The moon hung behind him. He did not have to turn and look. He was able to see everything all around him, all at once, from both near and far. There were ships at sea with black submarines stalking them like sharks, fields of green and golden crops, sleeping villages. There was Saturn, wheeling in space on its lonely circuit of the sun, galaxies revolving in infinities of meaningless distance, alien planets bowed under lashing storms of poison rain.

The Front was a hell-glowing ribbon of fire like a fissure in a volcano. It flung up globules of bright stuff that rose in lazy arcs before breaking up and falling back to earth in tumbling showers of sparks. Some individual sparks arrowed out on into space, shooting past Tolly trailing streaks of faery fire.

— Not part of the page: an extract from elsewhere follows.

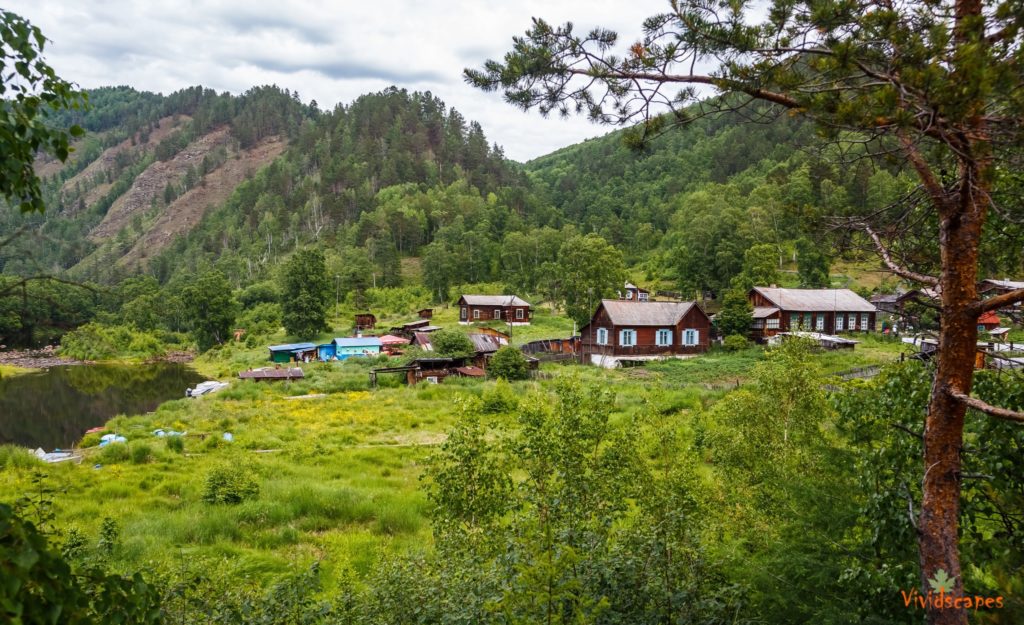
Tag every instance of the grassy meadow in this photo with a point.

It was given to him to know: these were souls. The sparks were human souls leaving bodies, falling back to be reborn or flying free to some other plane of being. One would be Harry’s.

So that’s how it was.

 Hanging here, seeing everything in the apogee of eternity, he realised: he was one of those sparks. He was his soul, conscious, drifting. His cast-off body lay in the mud far below, dispensed with.

So that’s how it was.

 Of course. How could it be anything other? Death did not matter. Nothing mattered except the diamond moment, here in singing space.

Time not being time, Tolly could not have judged how long he remained in the blue-white light of otherness. The now stretched and doubled back on itself like a snake swallowing its own tail, turning with the stars forever.

But…the earth was getting closer again. The glow of the fire-fissure was growing in intensity. He realised he was falling.


He accelerated, a quickening panic flooding his senses. He was plunging helplessly back towards the Front, towards no man’s land, towards the charnel road.

No –

He tried to twist somehow, to stop himself, go back, but could do nothing. He found himself plummeting like a shot bird towards the maggot that was his body. It was rushing up towards him. He was powerless – he would hit it!


With a great, shuddering scream of ‘R-u-u-u-t-h!’ Tolly failed to die and fell back into his body to be re-imprisoned. He rolled over, bleeding, face down in the copper-tasting corpse mud, and the fog rolled in.